A central component to the film is the bag, the title’s sake of the film, seems to encapsulate the aspects of her identity she has to keep hidden. She claims to have only bought dresses for someone else’s use, then later a scene plays of her dancing in a red dress that she can’t even zip all the way. 

 

The scene of her dancing was both beautiful, but immensely sad as the viewer could see the joy that could not be shared with the world.

 

“O Family” was the first film to not center around the trans experience in the program. It focused on Jill and her attempts to come out to her family as aromantic asexual. Arriving at the Christmas celebration, it is clear there is some tension between her and the family, such as when she spills wine ruining her Christmas sweater and her discomfort at the dinner table learning her brother and his partner got a house.

 

The discomfort develops even further as the announcement of her brother’s engagement sends assumptions of her future spouse her way. When she shares with the family that she is uninterested in a relationship, there is backlash of erasure that there is someone she just has to wait for. 

 

She even goes to make the comparison that she should be accepted for her asexual identity, just as her brother was for being gay, but he claims that this is nothing like that. The film showcases not only the issues that come from family, but the ways in which the queer community is not always an ally to each other.

 

The next film shown was “Sacrament” and surrounded the new arrival of a gay couple’s daughter. At the midst of the pandemic, the two bring her to meet family and come to have a public disagreement about the baptism of the baby.

 

Throughout the film, one husband argues for waiting to let her decide to be baptized herself when she is old enough while the other ultimately sides with his family, as it is tradition to get their children baptized wearing a white baby bonnet.
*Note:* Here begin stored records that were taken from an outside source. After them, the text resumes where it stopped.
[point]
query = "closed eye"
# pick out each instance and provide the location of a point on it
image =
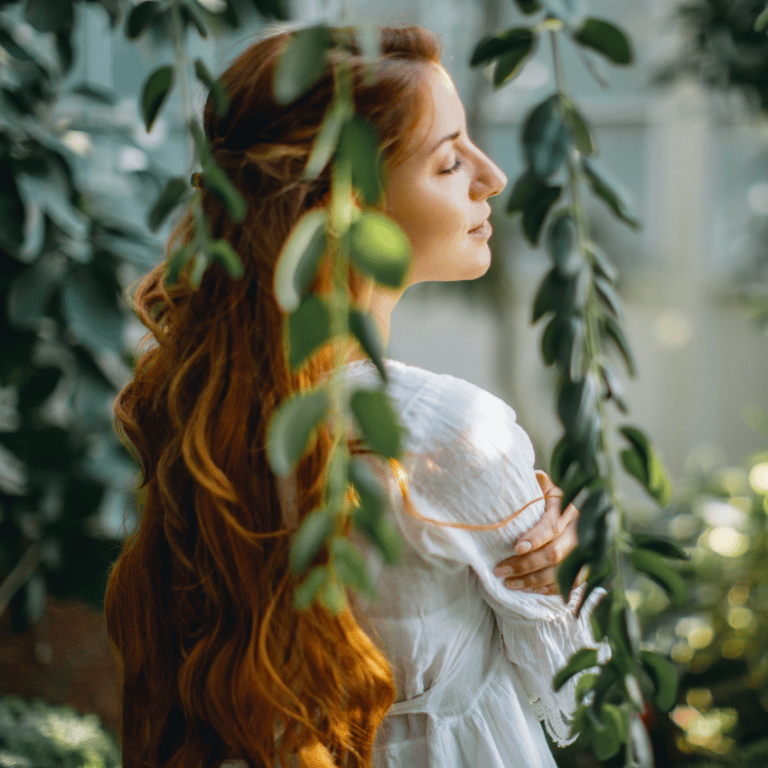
(455, 167)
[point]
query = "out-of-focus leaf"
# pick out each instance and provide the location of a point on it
(141, 17)
(363, 328)
(584, 659)
(545, 138)
(359, 145)
(314, 531)
(652, 564)
(606, 38)
(663, 677)
(309, 327)
(215, 179)
(154, 92)
(494, 46)
(169, 198)
(380, 249)
(300, 257)
(610, 190)
(218, 94)
(378, 422)
(49, 15)
(308, 590)
(292, 426)
(301, 63)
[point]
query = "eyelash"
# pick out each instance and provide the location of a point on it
(455, 167)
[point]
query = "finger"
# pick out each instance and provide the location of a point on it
(539, 579)
(552, 554)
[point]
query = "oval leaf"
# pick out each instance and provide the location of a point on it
(606, 38)
(379, 248)
(309, 327)
(378, 421)
(316, 527)
(300, 257)
(169, 198)
(584, 659)
(292, 426)
(654, 565)
(363, 327)
(301, 63)
(154, 93)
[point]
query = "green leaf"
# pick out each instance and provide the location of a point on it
(215, 179)
(222, 252)
(577, 126)
(607, 740)
(309, 589)
(592, 516)
(380, 249)
(359, 145)
(528, 6)
(309, 327)
(663, 546)
(380, 531)
(177, 261)
(315, 529)
(606, 38)
(569, 570)
(141, 17)
(561, 244)
(218, 94)
(378, 421)
(577, 403)
(371, 495)
(49, 15)
(761, 22)
(363, 328)
(494, 46)
(351, 568)
(154, 92)
(610, 190)
(663, 677)
(327, 138)
(300, 257)
(584, 659)
(301, 63)
(535, 212)
(652, 564)
(169, 198)
(292, 426)
(612, 330)
(545, 138)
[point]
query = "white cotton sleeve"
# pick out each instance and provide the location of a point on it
(469, 462)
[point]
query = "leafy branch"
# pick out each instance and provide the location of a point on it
(583, 314)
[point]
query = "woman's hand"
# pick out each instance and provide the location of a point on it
(541, 549)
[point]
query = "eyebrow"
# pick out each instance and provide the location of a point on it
(450, 137)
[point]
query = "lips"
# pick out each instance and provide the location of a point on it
(484, 230)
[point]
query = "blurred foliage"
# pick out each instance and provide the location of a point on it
(67, 245)
(719, 638)
(37, 735)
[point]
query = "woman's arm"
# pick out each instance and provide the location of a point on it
(541, 549)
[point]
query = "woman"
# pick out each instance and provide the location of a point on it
(217, 665)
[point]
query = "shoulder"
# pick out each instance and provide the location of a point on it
(440, 410)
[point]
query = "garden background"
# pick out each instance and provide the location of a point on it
(683, 130)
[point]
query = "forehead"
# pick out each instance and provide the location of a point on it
(442, 112)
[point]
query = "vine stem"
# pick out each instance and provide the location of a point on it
(592, 346)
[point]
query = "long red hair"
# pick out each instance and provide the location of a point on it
(216, 663)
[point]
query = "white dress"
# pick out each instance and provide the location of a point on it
(472, 661)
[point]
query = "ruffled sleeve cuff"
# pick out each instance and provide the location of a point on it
(541, 648)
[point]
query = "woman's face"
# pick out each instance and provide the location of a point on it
(439, 193)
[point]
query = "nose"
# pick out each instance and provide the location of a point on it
(490, 179)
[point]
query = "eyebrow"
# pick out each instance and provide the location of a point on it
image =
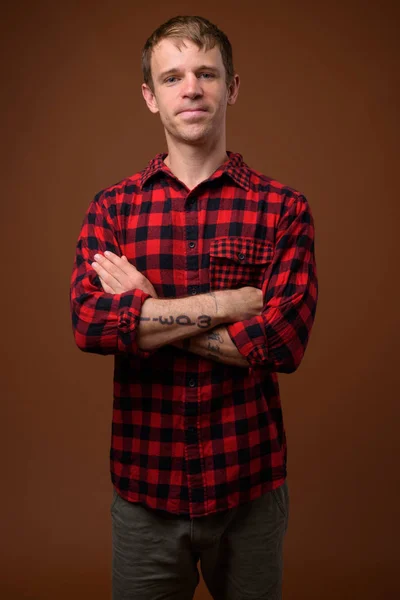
(176, 69)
Paired with the events of January 6 playing out in real time, the audience learns that the nonreligious partner has trauma regarding his old church and the tortures of conversion therapy.

 

The film ends abruptly, with the religious husband in the church with the baby in the bonnet and you never know for sure if he goes through with the baptism for his family or stops for his partner.

 

Although there were some technical difficulties that made the audience unsure if that was truly the ending, after a brief intermission, the final film “Jim’s Tips” began.

 

Directed by Piper Peña Hadley, the film opens up with a set of homemade videos left behind by Jim for his future child on how to be a man. As the audience follows along learning how to tie a tie, the viewer finds out that the child is a transgender teen Flora.

 

She chooses to wear the tie that her dad used in the video, getting ready for the prom in a suit. The screen pans to a funeral pamphlet, revealing the death of Jim. The film ends with Flora back at home after prom, watching the final Jim’s Tips home video where she is mouthing along to the monologue of her father who unfortunately never got to see the true her.

 

Overall, the film selections touched on many unique joys and struggles that queer people face. The diverse stories and actors brought a variety of color to the screen making the collection well represented.